Tras ser en vano barajada como posible novia de Carlos I de España y V de Alemania, fue cedida al hijo de éste, Felipe II, viudo ya de su mujer portuguesa y padre de un heredero varón. Entre ambas propuestas de matrimonio, se permitió rechazar al bien plantado primo Edward Courtenay, Conde de Devon. Si ella declaró estar enamorada del monarca español desde el momento en que vio su retrato de cuerpo entero ejecutado por Tiziano, Felipe hizo lo propio aclarando que lo suyo tenía que ver con la política y no con los sentimientos.
Con 38 años ella y 27 él, la real pareja no obtuvo la esperada unanimidad de los ingleses ni la tan ansiada descendencia que asegurase la continuidad de la monarquía.

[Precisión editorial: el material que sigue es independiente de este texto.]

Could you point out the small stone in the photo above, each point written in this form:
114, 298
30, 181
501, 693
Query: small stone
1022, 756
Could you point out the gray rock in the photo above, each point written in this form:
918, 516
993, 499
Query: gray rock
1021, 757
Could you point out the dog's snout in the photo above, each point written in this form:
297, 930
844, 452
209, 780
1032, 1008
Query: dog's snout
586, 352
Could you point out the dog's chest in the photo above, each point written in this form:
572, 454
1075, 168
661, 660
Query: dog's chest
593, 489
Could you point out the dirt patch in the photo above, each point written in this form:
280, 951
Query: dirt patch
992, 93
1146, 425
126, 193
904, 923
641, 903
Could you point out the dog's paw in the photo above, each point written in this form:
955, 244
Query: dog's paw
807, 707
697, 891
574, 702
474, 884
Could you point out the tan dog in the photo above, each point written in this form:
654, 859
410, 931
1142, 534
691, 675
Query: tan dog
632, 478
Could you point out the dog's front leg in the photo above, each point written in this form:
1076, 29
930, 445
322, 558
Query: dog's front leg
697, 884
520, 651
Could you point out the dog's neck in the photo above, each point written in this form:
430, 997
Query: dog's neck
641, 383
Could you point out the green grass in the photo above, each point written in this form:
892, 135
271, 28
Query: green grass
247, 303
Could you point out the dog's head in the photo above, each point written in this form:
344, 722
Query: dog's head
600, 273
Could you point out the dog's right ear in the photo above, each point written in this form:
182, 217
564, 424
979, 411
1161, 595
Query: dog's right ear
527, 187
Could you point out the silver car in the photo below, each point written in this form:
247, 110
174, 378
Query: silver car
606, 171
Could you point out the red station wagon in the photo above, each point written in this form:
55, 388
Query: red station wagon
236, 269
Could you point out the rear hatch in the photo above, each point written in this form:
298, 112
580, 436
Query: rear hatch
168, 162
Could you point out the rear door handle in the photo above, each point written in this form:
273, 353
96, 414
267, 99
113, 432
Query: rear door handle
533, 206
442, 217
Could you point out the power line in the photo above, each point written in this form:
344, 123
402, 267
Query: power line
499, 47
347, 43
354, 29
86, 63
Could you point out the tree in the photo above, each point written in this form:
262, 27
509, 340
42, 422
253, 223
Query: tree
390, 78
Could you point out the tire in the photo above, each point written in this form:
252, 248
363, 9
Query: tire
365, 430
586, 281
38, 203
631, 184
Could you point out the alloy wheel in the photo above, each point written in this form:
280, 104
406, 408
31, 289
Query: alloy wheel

Creyó, en dos ocasiones, haber caído encinta hasta que los médicos deshicieron el encanto diagnosticándole una vulgar retención de líquidos al padecer de hidropesía; un mal que debía de llevarla, finalmente, a la tumba con tan solo 42 años de edad. Se fue sin el consuelo de haber parido al tan ansiado heredero, abandonada por su marido y con la certeza de que su media-hermana Elizabeth, la odiada hija de la aborrecida Bolena, ocuparía su lugar en el trono y en el corazón de su amado Felipe.
Lo dicho, más que María la Sanguinaria, se merecía el apodo de María la Desgraciada.